Note: This notebook is a companion notebook to ['classification_finetuning_eval_part1.ipynb]. Please run all cells in that notebook before starting this one.

In [4]:
# copy-paste these IDs from the last cell of Part 1
train_scenario_id='bed059c5-90c9-4908-a0f5-330271a1e9e3'
test_scenario_id='a41761a3-5c38-42ea-8ea7-2eccb6024aa1'
rephrased_instruction_scenario_id='16b578f7-2ae3-48c1-a20b-85c2a1de2c97'

In [5]:
scenario_ids = {
    'train': train_scenario_id,
    'test': test_scenario_id,
}

In [1]:
import os
from okareo import Okareo

OKAREO_API_KEY = os.environ.get('OKAREO_API_KEY')
okareo = Okareo(OKAREO_API_KEY)

In [2]:
from finetuning.utils import load_raw_data

# load the train/test data
file_paths = ["./finetuning/webbizz_finetuning_train_data.jsonl",
              "./finetuning/webbizz_finetuning_test_data.jsonl"]
data_dict = load_raw_data(file_paths)
train_data = data_dict[file_paths[0]]
test_data = data_dict[file_paths[1]]


  from .autonotebook import tqdm as notebook_tqdm


Finetuning instructions should be formatted with the following three fields:
- Instruction: Description of the task, input/output format.
- Input: Text used to prompt the LLM
- Output: Expected response from the LLM

We provide a template for our WebBizz classification task in 'finetuning.utils' file:

In [7]:
from finetuning.utils import format_instruction_for_scenario

post_template = format_instruction_for_scenario("{input}")
print(post_template)

### Instruction:
Given "Input", return a category under "Output" that is one of the following:

- pricing
- complaints
- returns

Return only one category that is most relevant to the question.

### Input:
{input}
 
### Output:
{result}



In [8]:
finetuning_instruction_data = [post_template.format(input=d['input'], result=d['result']) for d in train_data]

In [6]:
print(finetuning_instruction_data[0])

### Instruction:
Given "Input", return a category under "Output" that is one of the following:

- pricing
- complaints
- returns

Return only one category that is most relevant to the question.

### Input:
Can I send this product back?
 
### Output:
returns



In [10]:
# get rephrased failure rows
sdp = okareo.get_scenario_data_points(rephrased_instruction_scenario_id)
for sd in sdp:
    finetuning_instruction_data.append(sd.input_)

In [11]:
import json

file_path = f"./finetuning/webbizz_finetuning_train_instructions_augmented.jsonl"

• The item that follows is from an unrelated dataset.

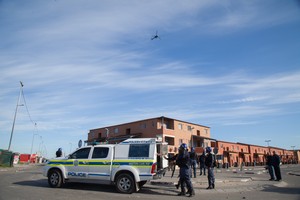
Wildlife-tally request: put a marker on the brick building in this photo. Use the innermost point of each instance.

with open(file_path, "w") as file:
    for row in finetuning_instruction_data:
        file.write(json.dumps({'sample': row}) + "\n")

In [12]:
from datasets import load_dataset

p = [os.getcwd(), "finetuning", "webbizz_finetuning_train_instructions_augmented.jsonl" ] 
filepath = os.path.join(*p)
print(filepath)
dataset = load_dataset('json', data_files={'train': file_path})

/home/mason/git/okareo-python-sdk/examples/finetuning/webbizz_finetuning_train_instructions_augmented.jsonl


Generating train split: 30 examples [00:00, 6367.23 examples/s]


### Configure Phi-3 for finetuning

Now we set up a finetuning run using the finetuning instruction scenario.

In [13]:
HUGGINGFACE_API_KEY=os.environ.get("HUGGINGFACE_API_KEY")

In [14]:
from finetuning.utils import get_model_tokenizer_trainer
 
# Microsoft's huggingface model id for Phi-3
model_id = "microsoft/Phi-3-mini-4k-instruct"

# directory where finetuned model weights will be written
finetuned_model_name = "Phi-3-mini-4k-int4-augmented"

# target modules for LoRA
target_modules= ['k_proj', 'q_proj', 'v_proj', 'o_proj', "gate_proj", "down_proj", "up_proj"]

# set up peft model/tokenizer/trainer for finetuning
peft_model, tokenizer, trainer = get_model_tokenizer_trainer(model_id, finetuned_model_name, dataset, HUGGINGFACE_API_KEY, target_modules=target_modules, epochs=3)


The model was loaded with use_flash_attention_2=True, which is deprecated and may be removed in a future release. Please use `attn_implementation="flash_attention_2"` instead.
Loading checkpoint shards: 100%|██████████| 2/2 [00:24<00:00, 12.01s/it]
You are calling `save_pretrained` to a 4-bit converted model, but your `bitsandbytes` version doesn't support it. If you want to save 4-bit models, make sure to have `bitsandbytes>=0.41.3` installed.
Special tokens have been added in the vocabulary, make sure the associated word embeddings are fine-tuned or trained.


Initializing with max_seq_length=95



Deprecated positional argument(s) used in SFTTrainer, please use the SFTConfig to set these arguments instead.
Generating train split: 25 examples [00:00, 1189.13 examples/s]


In [15]:
# train
trainer.train() # there will not be a progress bar since tqdm is disabled
 
# save model
trainer.save_model()

The input hidden states seems to be silently casted in float32, this might be related to the fact you have upcasted embedding or layer norm layers in float32. We will cast back the input in torch.bfloat16.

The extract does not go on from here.